Eine SSW-Motorkutsche von Gottlieb Daimler

Stichtag

28. Januar 1896 - Erste Verurteilung wegen zu schnellen Autofahrens

An diesem Wintertag im Jahr 1895 hört Wachtmeister Heard draußen auf der Straße Geräusche, die er nicht kennt: Es pufft und tuckert. Vorbei rollt in einem ungehörigen Tempo eine Kutsche ohne Pferde, die zudem noch eine große Menge Dampf und Rauch ausstößt. Der Ordnungshüter des englischen Dörfchens Paddock Wood schnappt sich sein Dienstfahrrad, überholt den Raser und stellt ihn. Der Legende nach ist der Fahrer - ein Unternehmer namens Walter Arnold - mit umgerechnet 13 Stundenkilometern unterwegs. Erlaubt sind aber nur etwas über drei Kilometer pro Stunde.

Was dann folgt, geht als erstes "Knöllchen" wegen zu schnellen Autofahrens in die Geschichte ein: Am 28. Januar 1896 wird Arnold zu einer Geldstrafe verurteilt. Obwohl sein Verteidiger noch versucht, die Abgaswerte zu beschönigen. "Da kommt  nicht viel mehr heraus als beim Rauchen einer Zigarette", soll der Jurist vor Gericht gesagt haben. Aber Gesetz ist Gesetz. Und das verlangt, dass vor jedem Automobil ein Mann mit einer roten Fahne herzugehen hat, um die Passanten zu warnen. Das Schritttempo des Fahnenschwenkers gilt daher als die Höchstgeschwindigkeit, mit der ein Automobil fahren darf.

Polizisten auf der Lauer

Im deutschen Kaiserreich sind die Gesetze genauso streng. Ein Grund, warum Gottfried Daimler seine Motoren erst einmal in Boote einbaut. Die Straßen sind streng bewacht. Sobald Daimler sich mit seiner Tochter Martha in seinen Automobilkonstruktionen auf die öffentlichen Wege wagt, liegen die Polizisten auf der Lauer: "Wenn der Wagen in die Allee einfuhr, dann stellte sich unten am Anfang ein Polizist mit der Uhr in der Hand hin und wartete, bis der Wagen am Ende um die Ecke bog", erinnert sich Tochter Martha später. Oft stellen die Ordnungshüter eine zu hohe Geschwindigkeit fest. "Sofort kam am anderen Tag ein Strafzettel und ich muss sagen, wir haben so einen Strafzettel recht oft bekommen", berichtet Martha Daimler.

Hinter diesen drakonischen Tempolimits zu den Anfängen der Automobilindustrie steckt die Konkurrenz. In Großbritannien will sich eine Koalition aus Eisenbahn-Kompanien und der Pferdefuhrwerk-Lobby die neuen Gefährten vom Leibe halten.

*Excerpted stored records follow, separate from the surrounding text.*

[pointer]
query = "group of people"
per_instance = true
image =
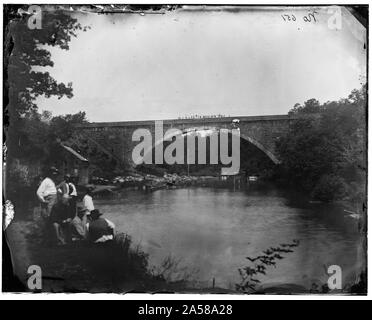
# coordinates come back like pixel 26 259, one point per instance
pixel 68 221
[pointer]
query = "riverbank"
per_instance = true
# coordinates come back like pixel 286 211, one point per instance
pixel 116 267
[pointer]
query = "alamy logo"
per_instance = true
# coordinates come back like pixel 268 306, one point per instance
pixel 174 153
pixel 335 278
pixel 34 280
pixel 34 22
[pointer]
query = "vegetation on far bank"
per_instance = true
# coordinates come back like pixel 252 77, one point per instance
pixel 324 152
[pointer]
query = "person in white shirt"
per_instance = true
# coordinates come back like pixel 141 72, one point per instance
pixel 88 201
pixel 47 192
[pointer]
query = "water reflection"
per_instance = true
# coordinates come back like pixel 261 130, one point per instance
pixel 212 230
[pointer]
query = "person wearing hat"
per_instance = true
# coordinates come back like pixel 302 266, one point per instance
pixel 88 200
pixel 47 192
pixel 79 226
pixel 68 194
pixel 100 229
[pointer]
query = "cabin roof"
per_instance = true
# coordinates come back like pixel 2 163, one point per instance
pixel 75 153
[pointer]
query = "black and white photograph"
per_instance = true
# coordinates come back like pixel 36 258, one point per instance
pixel 186 149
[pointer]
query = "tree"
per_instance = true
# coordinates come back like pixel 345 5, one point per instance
pixel 26 49
pixel 324 152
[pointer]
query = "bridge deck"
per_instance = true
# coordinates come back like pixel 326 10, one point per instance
pixel 185 121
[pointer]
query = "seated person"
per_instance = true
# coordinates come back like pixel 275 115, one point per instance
pixel 79 226
pixel 88 200
pixel 100 229
pixel 60 219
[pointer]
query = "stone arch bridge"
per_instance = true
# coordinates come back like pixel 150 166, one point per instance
pixel 115 138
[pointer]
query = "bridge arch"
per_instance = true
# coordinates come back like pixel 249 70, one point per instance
pixel 243 136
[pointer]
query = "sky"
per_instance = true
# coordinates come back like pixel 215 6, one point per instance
pixel 185 62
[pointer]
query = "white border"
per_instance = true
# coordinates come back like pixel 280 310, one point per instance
pixel 185 297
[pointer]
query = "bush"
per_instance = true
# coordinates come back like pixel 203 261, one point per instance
pixel 329 187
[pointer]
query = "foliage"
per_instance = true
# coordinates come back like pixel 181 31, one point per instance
pixel 325 146
pixel 26 79
pixel 259 264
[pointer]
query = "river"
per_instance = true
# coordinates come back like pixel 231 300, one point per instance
pixel 210 231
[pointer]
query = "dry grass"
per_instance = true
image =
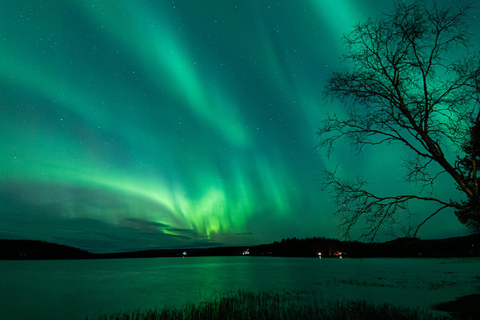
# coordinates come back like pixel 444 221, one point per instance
pixel 268 305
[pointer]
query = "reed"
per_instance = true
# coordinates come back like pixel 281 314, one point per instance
pixel 269 305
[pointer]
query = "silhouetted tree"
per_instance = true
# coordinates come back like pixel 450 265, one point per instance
pixel 411 80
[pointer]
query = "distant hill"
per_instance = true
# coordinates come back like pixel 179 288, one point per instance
pixel 39 250
pixel 403 247
pixel 468 246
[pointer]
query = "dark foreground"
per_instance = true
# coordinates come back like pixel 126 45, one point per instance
pixel 269 305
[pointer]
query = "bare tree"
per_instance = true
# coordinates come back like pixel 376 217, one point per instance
pixel 411 79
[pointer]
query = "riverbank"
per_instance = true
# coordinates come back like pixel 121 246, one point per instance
pixel 268 305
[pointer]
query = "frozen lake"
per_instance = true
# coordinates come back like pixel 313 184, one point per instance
pixel 74 289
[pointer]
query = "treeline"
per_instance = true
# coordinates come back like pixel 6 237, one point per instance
pixel 39 250
pixel 402 247
pixel 467 246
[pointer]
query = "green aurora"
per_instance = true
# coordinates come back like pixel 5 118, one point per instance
pixel 143 124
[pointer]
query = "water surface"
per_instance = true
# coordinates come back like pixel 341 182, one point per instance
pixel 74 289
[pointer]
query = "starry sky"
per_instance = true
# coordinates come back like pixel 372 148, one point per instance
pixel 130 125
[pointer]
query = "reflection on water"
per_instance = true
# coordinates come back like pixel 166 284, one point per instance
pixel 74 289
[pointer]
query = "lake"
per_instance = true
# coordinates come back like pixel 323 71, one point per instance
pixel 74 289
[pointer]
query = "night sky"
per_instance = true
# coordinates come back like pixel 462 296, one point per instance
pixel 142 124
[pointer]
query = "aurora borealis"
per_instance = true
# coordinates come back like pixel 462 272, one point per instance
pixel 146 124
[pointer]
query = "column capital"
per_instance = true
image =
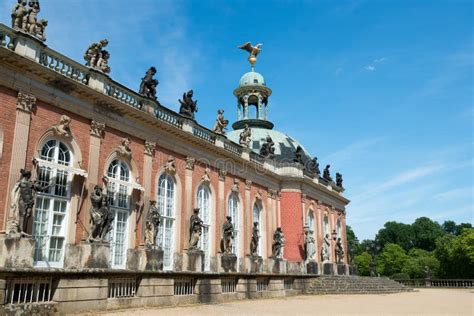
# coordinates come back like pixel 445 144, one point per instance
pixel 26 102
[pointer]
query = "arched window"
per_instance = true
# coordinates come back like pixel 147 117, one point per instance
pixel 233 212
pixel 119 188
pixel 166 207
pixel 203 202
pixel 52 205
pixel 256 218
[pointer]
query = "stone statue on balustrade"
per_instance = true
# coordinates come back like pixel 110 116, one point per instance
pixel 339 250
pixel 255 240
pixel 101 217
pixel 97 57
pixel 339 179
pixel 149 84
pixel 309 245
pixel 195 229
pixel 227 236
pixel 26 19
pixel 325 251
pixel 22 201
pixel 327 174
pixel 188 106
pixel 314 167
pixel 298 155
pixel 268 148
pixel 278 243
pixel 153 219
pixel 221 123
pixel 245 136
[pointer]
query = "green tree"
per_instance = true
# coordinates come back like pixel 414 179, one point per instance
pixel 391 260
pixel 456 255
pixel 418 261
pixel 362 262
pixel 426 232
pixel 396 233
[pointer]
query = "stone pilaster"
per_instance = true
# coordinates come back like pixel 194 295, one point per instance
pixel 25 105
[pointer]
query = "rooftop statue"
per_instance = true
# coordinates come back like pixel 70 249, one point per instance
pixel 326 173
pixel 253 50
pixel 255 239
pixel 245 137
pixel 339 179
pixel 278 243
pixel 26 19
pixel 227 236
pixel 101 217
pixel 221 123
pixel 268 148
pixel 97 57
pixel 298 155
pixel 149 84
pixel 188 106
pixel 195 229
pixel 23 197
pixel 153 219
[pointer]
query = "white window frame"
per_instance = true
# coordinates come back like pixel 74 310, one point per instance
pixel 233 211
pixel 119 181
pixel 54 166
pixel 168 217
pixel 204 204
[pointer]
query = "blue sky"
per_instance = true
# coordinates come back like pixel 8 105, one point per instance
pixel 381 90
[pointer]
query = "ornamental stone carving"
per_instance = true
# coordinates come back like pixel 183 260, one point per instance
pixel 207 175
pixel 124 148
pixel 222 173
pixel 97 129
pixel 25 102
pixel 190 162
pixel 150 148
pixel 170 165
pixel 62 128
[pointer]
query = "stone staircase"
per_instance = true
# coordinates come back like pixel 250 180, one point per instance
pixel 354 285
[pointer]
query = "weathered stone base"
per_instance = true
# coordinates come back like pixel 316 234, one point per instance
pixel 145 259
pixel 328 268
pixel 253 264
pixel 16 252
pixel 312 267
pixel 276 265
pixel 87 256
pixel 228 263
pixel 193 260
pixel 341 269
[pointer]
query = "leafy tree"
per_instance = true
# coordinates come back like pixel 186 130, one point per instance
pixel 391 260
pixel 456 255
pixel 396 233
pixel 418 261
pixel 362 262
pixel 426 232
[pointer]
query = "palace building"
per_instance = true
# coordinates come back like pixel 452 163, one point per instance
pixel 111 199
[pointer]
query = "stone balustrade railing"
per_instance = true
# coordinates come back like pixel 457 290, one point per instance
pixel 438 283
pixel 31 48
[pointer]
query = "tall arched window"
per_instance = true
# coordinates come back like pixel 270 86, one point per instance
pixel 203 202
pixel 166 207
pixel 233 212
pixel 256 218
pixel 119 188
pixel 52 205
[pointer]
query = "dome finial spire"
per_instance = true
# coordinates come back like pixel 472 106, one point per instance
pixel 253 50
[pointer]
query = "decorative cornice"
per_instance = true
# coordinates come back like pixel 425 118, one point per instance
pixel 190 161
pixel 222 173
pixel 26 102
pixel 97 128
pixel 150 148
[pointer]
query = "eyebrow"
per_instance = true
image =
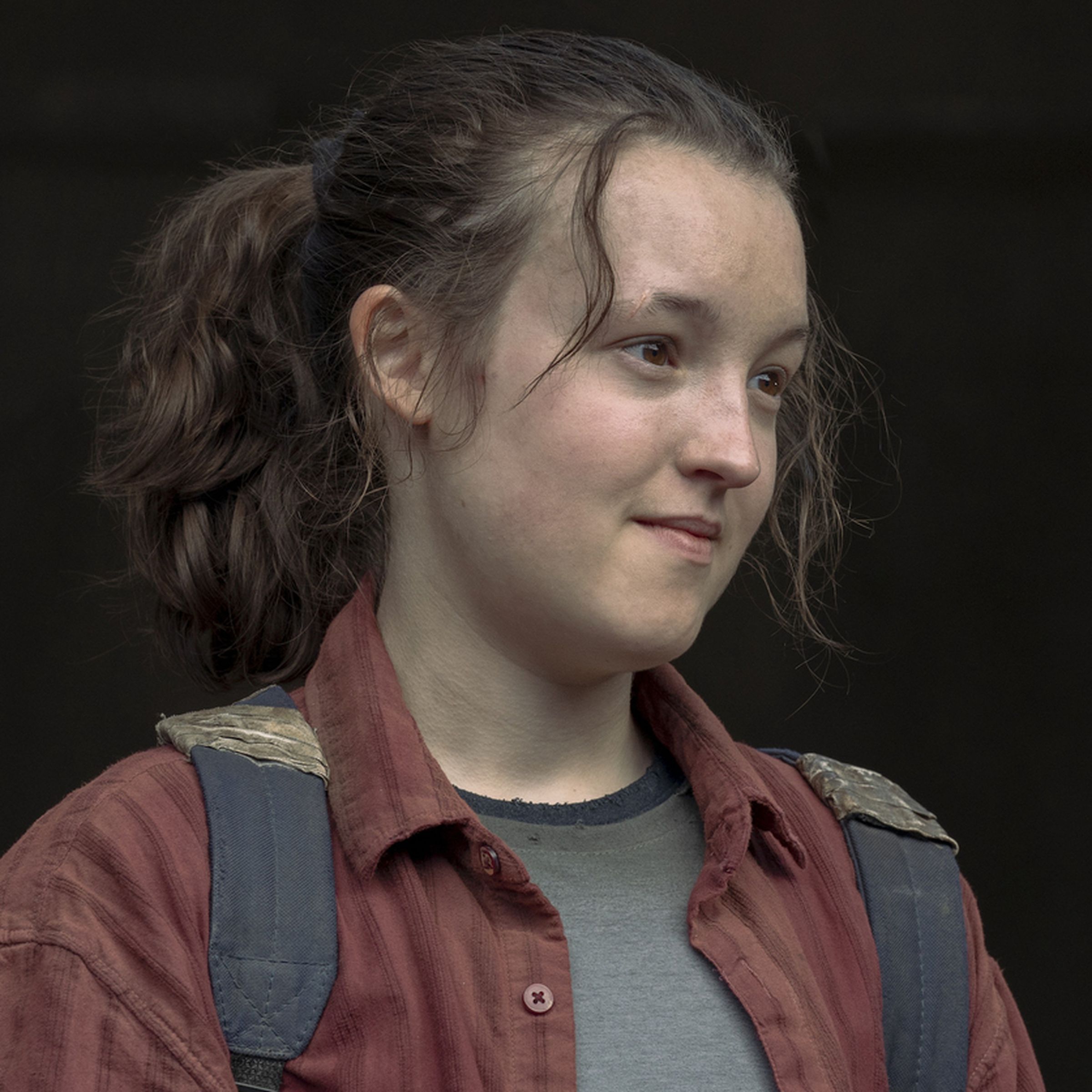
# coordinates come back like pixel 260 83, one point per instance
pixel 696 308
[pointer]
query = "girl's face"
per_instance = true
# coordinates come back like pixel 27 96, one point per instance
pixel 587 530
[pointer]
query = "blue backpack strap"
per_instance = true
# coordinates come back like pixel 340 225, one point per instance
pixel 273 935
pixel 908 877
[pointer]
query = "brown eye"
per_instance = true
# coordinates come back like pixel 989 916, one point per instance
pixel 653 352
pixel 773 381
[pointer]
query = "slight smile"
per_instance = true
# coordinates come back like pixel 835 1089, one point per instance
pixel 691 536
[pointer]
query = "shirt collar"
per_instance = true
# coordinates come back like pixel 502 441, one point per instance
pixel 386 787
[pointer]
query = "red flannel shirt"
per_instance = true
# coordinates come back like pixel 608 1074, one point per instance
pixel 104 921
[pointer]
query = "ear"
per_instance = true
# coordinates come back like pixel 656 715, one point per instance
pixel 390 340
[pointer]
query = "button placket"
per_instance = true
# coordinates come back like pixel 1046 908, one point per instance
pixel 490 861
pixel 539 998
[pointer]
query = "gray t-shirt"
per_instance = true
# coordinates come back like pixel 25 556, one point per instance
pixel 651 1013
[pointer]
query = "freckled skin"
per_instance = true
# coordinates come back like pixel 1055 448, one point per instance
pixel 527 534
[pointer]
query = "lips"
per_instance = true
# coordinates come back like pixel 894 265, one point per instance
pixel 697 526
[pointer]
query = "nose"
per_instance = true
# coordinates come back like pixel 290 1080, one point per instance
pixel 724 444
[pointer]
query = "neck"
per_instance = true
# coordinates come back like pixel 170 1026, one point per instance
pixel 497 728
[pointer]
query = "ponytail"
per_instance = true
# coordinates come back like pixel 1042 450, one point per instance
pixel 239 468
pixel 246 446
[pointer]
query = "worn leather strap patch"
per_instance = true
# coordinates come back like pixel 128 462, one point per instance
pixel 851 791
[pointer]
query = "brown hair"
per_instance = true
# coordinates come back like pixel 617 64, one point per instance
pixel 245 444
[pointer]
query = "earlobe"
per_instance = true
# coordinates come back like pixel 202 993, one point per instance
pixel 389 341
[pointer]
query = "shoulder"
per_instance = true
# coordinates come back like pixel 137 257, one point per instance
pixel 123 852
pixel 104 935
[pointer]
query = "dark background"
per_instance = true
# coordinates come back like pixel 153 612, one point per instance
pixel 946 151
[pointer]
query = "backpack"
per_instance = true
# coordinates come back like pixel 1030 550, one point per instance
pixel 263 780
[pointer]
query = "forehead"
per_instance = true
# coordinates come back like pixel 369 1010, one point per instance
pixel 675 223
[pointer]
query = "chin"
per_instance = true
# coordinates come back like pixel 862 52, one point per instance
pixel 660 642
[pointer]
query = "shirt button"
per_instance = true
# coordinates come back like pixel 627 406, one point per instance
pixel 490 863
pixel 539 998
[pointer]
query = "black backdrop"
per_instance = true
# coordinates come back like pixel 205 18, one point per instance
pixel 946 151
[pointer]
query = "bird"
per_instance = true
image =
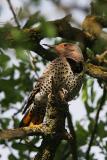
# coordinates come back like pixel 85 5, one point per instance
pixel 67 71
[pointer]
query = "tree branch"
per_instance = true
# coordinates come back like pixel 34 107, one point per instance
pixel 55 120
pixel 96 71
pixel 22 132
pixel 100 106
pixel 73 143
pixel 13 12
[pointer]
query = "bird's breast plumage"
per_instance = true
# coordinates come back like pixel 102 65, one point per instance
pixel 60 71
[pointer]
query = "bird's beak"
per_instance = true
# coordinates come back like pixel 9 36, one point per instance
pixel 50 46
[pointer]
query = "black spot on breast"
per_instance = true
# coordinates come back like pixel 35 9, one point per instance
pixel 77 67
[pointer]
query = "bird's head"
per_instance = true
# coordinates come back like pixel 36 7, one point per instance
pixel 69 50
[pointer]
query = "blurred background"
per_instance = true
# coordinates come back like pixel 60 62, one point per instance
pixel 18 74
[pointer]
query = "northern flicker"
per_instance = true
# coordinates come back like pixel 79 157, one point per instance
pixel 66 72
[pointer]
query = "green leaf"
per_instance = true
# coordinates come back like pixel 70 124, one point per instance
pixel 3 60
pixel 12 157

Doch die Autoenthusiasten setzen sich schnell durch. Die Welt des 20. Jahrhunderts gerät ins Autofieber, damit fallen auch nach und nach die Tempolimits. In Deutschland rast Rennfahrer Rudolf Caracciola mit 432 Stundenkilometer über die Autobahn und hält den bis heute gültigen Geschwindigkeitsweltrekord auf einer öffentlichen Straße.

Gefährliche Raserei im Straßenverkehr

Doch die Raserei fordert viele Todesopfer im Verkehr und bei Sportrennen. Daraufhin initiiert der Motorsport die ersten Geschwindigkeitsdrosselungen, zu viele Fahrer sterben in ihren Wahnsinnskisten. Auch auf den Straßen werden generelle Tempolimits eingeführt - unter massiven Protesten. Nur die deutschen Autobahnen bleiben bis heute von Geschwindigkeitsbeschränkungen verschont. Als Willy Brandts Regierung Tempo hundert auf Land- und Bundesstraßen durchsetzt, prophezeit der ADAC den Verlust von Hunderttausenden Arbeitsplätzen in der Autoindustrie.

Die Arbeitsplätze bleiben und Blitzgeräte zur Überwachung des Tempolimits kommen. Die einen fühlen sich abgezockt, die anderen sehen die Folgen der Raserei: "Geschwindigkeit ist leider Gottes immer noch der Killer Nummer eins", sagt Michael Frücht vom NRW-Innenministerium. Fast jeder dritte Tote im Straßenverkehr gehe auf das Konto von Raserei. Und die fange schon bei als niedrig empfundenem Tempo an. Das weiß man auch schon seit den Anfängen des motorisierten Verkehrs. Die Engländerin Bridget Driscoll gilt als erstes Autoopfer. Sie stirbt ein halbes Jahr nach der Verurteilung Arnolds 1896 in London, nachdem sie von einem Benz überfahren wird.